La luz es un elemento clave en todas las películas. En La fuente de la vida incluso es un personaje más: Tomás, real y ficticio/s, se dirigirá siempre hacia ella: el conquistador atravesará el campo de batalla hasta llegar al árbol de la vida. El Tomás del presente recorrerá pasillos, carreteras, que le llevan a la solución. El ser del futuro se dirigirá a Xibalba para, por fin, terminar su cometido y reiniciar la vida como su creador. En Cisne negro, muy al contrario, los espejos esparcen la luz en lugar de concentrarla, igual que le pasa a la protagonista, cada vez más perdida dentro de su mente, cada vez más dominada por sus propias dudas. En El luchador la luz pasa desapercibida, tanto como lo es Randy para la gran masa social en el punto muerto de su carrera. La iluminación de Réquiem por un sueño, por el contrario, es mucho más agresiva, considerando también el estado mental de los protagonistas. Y en Pi, fe en el caos, la luz es clave para comprender al protagonista, desde que explica su historia de la infancia hasta la secuencia final, así como el uso de los fundidos (técnica también muy utilizada por Aronofsky, sobre todo en sus primeros filmes), en este caso siempre a blanco.
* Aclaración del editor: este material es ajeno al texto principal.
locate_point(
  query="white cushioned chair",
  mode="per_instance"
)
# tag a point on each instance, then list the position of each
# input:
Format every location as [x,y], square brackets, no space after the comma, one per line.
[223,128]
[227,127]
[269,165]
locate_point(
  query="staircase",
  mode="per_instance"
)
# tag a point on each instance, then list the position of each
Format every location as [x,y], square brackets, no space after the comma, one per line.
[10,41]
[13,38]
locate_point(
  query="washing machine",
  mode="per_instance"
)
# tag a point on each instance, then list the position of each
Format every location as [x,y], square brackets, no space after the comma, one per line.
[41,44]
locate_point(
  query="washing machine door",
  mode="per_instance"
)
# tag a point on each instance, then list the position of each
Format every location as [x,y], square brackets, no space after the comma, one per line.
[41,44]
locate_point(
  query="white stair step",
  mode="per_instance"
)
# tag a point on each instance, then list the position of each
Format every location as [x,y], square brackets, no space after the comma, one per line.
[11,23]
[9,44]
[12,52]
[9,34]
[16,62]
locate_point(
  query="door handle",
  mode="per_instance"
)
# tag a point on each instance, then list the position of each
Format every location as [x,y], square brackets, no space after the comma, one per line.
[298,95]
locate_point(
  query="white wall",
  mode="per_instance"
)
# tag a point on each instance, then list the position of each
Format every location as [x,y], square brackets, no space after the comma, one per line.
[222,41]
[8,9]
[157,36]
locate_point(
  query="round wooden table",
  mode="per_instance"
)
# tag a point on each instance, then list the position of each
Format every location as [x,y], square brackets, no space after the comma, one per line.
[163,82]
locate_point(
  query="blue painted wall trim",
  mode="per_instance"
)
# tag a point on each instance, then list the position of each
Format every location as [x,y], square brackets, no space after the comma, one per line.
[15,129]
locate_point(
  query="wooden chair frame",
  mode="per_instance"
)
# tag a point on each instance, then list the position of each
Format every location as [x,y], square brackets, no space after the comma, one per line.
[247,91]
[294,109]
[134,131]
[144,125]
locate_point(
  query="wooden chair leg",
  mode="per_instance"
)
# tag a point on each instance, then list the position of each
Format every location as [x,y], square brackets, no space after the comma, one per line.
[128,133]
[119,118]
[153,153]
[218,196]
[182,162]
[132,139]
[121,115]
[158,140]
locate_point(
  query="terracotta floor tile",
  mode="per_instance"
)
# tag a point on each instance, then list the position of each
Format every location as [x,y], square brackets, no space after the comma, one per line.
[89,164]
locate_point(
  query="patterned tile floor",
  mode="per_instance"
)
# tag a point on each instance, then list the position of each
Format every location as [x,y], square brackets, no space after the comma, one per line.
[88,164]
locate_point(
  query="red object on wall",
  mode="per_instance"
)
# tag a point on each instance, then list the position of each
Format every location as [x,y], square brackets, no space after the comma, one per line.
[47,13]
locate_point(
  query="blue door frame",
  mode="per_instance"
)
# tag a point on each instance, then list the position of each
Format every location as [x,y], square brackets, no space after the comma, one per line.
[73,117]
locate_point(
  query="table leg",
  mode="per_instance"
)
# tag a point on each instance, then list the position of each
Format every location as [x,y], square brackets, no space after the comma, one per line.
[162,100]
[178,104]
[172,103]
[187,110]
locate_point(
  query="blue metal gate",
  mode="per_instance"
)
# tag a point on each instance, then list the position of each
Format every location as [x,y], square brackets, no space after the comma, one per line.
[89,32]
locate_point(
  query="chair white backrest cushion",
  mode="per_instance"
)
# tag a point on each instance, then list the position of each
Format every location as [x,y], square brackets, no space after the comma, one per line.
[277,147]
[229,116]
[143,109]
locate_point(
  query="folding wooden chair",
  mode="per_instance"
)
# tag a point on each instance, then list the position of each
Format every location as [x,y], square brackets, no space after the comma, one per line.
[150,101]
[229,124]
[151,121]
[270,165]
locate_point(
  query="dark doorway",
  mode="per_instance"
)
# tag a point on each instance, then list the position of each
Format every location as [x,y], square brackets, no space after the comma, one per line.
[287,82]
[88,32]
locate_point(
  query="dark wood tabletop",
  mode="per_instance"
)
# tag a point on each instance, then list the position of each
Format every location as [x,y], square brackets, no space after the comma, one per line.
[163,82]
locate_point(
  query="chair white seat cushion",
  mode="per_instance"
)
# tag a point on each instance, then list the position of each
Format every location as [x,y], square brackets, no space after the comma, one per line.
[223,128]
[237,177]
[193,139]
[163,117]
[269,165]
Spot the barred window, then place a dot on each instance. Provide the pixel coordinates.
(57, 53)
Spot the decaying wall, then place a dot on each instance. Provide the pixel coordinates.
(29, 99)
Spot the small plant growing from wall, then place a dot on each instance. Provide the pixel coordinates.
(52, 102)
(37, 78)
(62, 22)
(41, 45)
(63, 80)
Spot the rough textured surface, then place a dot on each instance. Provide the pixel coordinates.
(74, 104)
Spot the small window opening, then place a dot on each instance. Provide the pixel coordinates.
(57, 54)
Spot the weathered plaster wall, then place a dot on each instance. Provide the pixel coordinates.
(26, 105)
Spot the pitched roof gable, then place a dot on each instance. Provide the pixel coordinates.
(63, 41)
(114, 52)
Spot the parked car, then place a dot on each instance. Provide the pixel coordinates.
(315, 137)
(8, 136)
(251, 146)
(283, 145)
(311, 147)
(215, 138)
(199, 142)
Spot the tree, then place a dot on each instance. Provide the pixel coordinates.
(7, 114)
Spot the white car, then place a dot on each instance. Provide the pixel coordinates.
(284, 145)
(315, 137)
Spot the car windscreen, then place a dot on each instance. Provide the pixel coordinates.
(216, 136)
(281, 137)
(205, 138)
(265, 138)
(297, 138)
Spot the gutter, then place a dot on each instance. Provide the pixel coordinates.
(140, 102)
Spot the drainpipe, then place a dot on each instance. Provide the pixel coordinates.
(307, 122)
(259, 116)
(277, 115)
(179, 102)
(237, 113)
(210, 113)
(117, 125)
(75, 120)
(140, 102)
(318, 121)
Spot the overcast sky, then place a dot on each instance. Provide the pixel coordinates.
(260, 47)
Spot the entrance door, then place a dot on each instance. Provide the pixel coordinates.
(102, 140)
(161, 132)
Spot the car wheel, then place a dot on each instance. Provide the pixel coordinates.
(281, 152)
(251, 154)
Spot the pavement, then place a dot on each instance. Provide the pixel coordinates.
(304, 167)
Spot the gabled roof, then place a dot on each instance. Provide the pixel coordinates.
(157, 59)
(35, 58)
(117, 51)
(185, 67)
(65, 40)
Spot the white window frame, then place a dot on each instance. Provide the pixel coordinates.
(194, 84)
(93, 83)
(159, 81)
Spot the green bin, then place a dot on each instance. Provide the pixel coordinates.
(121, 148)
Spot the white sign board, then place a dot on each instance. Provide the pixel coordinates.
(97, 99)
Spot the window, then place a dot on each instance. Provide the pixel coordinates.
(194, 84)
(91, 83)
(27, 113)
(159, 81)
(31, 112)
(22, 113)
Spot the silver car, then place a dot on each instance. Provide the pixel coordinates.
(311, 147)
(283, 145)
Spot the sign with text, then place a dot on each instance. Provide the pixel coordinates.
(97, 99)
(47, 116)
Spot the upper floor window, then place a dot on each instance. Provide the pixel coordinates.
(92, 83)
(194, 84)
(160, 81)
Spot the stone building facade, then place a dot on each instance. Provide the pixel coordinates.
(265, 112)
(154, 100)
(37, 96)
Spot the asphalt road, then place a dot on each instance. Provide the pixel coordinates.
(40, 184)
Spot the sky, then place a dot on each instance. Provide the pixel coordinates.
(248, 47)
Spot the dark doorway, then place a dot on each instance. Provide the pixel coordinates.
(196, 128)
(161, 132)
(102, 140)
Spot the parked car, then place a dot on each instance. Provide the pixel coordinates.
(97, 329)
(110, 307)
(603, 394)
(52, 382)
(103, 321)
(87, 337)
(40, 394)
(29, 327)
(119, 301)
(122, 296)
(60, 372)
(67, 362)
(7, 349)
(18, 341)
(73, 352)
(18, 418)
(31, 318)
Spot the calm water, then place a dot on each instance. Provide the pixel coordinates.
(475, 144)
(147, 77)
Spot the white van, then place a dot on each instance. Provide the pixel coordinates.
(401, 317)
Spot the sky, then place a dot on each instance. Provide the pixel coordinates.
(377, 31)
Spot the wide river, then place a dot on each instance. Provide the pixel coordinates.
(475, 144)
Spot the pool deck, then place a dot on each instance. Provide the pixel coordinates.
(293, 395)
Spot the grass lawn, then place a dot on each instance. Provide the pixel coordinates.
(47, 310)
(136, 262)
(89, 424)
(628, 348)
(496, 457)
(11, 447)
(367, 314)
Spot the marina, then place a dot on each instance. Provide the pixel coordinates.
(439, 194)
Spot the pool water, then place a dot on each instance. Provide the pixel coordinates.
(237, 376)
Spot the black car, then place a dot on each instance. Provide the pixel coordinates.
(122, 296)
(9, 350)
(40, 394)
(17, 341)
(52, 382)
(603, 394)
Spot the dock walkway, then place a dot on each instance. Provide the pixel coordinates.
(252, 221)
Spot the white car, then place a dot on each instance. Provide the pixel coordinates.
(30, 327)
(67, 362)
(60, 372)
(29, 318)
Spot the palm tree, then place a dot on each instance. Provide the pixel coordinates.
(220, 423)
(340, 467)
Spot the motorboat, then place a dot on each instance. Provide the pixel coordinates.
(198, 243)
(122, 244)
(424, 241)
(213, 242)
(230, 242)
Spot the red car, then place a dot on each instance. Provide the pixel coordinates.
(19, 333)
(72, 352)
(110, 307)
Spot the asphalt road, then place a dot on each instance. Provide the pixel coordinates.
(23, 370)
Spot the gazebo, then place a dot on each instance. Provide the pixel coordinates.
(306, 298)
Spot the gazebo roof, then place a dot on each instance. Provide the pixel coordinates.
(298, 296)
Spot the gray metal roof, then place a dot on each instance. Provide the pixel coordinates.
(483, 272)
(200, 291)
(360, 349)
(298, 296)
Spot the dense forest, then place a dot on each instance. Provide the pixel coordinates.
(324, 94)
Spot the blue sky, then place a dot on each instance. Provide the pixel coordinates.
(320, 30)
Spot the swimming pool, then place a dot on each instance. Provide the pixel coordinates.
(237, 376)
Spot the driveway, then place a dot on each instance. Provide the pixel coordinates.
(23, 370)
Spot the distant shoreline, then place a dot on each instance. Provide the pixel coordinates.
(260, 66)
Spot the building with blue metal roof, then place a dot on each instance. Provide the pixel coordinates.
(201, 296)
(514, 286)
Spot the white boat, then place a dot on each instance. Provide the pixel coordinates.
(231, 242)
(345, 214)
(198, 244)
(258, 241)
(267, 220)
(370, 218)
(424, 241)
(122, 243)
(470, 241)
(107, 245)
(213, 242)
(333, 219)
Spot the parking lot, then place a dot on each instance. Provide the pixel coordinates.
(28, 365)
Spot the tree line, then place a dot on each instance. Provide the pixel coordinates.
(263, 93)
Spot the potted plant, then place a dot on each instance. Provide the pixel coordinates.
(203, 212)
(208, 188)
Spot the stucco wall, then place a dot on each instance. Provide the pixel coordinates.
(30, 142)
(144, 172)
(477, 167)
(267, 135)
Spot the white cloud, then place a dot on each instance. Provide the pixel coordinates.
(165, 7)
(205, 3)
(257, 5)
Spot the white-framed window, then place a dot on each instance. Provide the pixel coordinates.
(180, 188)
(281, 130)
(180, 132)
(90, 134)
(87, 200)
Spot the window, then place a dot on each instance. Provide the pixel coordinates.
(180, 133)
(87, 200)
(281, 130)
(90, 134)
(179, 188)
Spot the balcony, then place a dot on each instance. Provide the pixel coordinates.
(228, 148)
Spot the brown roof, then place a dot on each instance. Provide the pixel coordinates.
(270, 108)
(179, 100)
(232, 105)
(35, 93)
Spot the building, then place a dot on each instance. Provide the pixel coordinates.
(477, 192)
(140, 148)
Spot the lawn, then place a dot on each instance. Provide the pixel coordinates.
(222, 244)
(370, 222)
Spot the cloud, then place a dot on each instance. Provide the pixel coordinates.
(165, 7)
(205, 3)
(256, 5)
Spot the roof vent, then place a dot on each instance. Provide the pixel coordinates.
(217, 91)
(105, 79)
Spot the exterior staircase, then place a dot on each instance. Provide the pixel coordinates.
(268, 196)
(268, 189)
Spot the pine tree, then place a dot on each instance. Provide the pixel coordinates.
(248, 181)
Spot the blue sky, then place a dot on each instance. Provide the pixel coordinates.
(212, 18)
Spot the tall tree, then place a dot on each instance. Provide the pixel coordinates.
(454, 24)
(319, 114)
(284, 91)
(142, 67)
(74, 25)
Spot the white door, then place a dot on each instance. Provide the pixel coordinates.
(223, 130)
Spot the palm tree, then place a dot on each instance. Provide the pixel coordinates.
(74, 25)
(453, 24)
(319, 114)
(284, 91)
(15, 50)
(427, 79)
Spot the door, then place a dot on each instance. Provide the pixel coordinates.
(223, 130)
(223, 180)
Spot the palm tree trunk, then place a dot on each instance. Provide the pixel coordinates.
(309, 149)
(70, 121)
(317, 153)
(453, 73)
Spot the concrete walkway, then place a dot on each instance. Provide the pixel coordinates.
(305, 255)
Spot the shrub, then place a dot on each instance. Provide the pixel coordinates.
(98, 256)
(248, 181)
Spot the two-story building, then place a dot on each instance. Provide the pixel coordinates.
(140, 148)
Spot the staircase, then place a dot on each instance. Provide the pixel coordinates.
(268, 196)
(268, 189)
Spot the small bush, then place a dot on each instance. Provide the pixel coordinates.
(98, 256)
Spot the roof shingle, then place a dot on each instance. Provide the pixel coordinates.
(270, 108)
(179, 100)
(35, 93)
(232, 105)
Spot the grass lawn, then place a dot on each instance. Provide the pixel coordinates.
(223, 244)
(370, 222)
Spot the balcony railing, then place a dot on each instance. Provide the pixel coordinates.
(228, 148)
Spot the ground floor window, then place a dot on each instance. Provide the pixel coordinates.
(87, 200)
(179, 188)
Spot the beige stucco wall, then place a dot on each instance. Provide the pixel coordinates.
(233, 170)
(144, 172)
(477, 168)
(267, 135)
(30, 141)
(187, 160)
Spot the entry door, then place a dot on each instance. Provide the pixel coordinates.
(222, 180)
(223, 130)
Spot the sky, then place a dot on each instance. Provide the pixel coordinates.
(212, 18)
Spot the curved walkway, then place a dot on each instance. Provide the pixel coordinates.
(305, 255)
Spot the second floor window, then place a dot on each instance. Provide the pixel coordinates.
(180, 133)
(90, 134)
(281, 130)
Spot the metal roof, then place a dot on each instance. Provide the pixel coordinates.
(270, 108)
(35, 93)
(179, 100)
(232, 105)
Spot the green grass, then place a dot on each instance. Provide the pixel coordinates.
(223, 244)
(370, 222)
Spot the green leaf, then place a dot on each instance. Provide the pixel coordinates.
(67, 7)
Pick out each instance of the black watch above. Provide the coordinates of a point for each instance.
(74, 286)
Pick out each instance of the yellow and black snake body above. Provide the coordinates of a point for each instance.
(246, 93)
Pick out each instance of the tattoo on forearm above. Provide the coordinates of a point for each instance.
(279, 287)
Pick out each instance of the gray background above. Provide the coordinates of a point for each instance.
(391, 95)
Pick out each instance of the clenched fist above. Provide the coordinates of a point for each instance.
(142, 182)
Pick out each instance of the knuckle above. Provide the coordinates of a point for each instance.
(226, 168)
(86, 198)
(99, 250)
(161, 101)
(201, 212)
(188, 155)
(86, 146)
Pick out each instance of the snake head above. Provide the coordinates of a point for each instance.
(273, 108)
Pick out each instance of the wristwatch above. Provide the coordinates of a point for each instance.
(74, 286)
La luz se nos antoja, entonces, la expresión del sentimiento de sus protagonistas, de su estado mental. En Noé también es fácil darse cuenta de que la oscuridad del arca coincide con la debacle mental del hombre para que, finalmente, ya en campo abierto y tras reflexionar sobre sus acciones y actitud, termine encontrando de nuevo su camino.
Hay otros temas que toca Aronofsky, ya no tan relacionados con esa percepción espiritual que parece embargar la vida del director. Por ejemplo, es curioso el tratamiento que le da a la mujer, ya que en cada filme le otorga, como siempre balanceando, una visión u otra: Devi es la que acompaña a Max, que cual mujer de Arquímedes le ayuda a salir de su desesperación y relajarse para encontrar la verdad. Se trata a la mujer como compañera, igual que en Noé, pero aquí Naameh trata de influenciar a su marido, igual que Marion lo hará con Harry para conseguir más droga. Nina demuestra que la mujer tiene un reverso malvado… Quizá la única mujer independiente, decidida y bondadosa la encontramos en la Cassidy de El luchador, y resulta ser, para compensar, claro, una bailarina de streaptease…  ¿Se detecta algo de misoginia en su acercamiento? Quizá, pero para desmontar esta idea está la Izzy de La fuente de la vida, que, simplemente, nos sirve para corroborar lo que ya anunciábamos al inicio de este texto: Aronofsky se cuestiona, investiga, y nos reta. Y siempre es de agradecer ir al cine a que nos hagan pensar.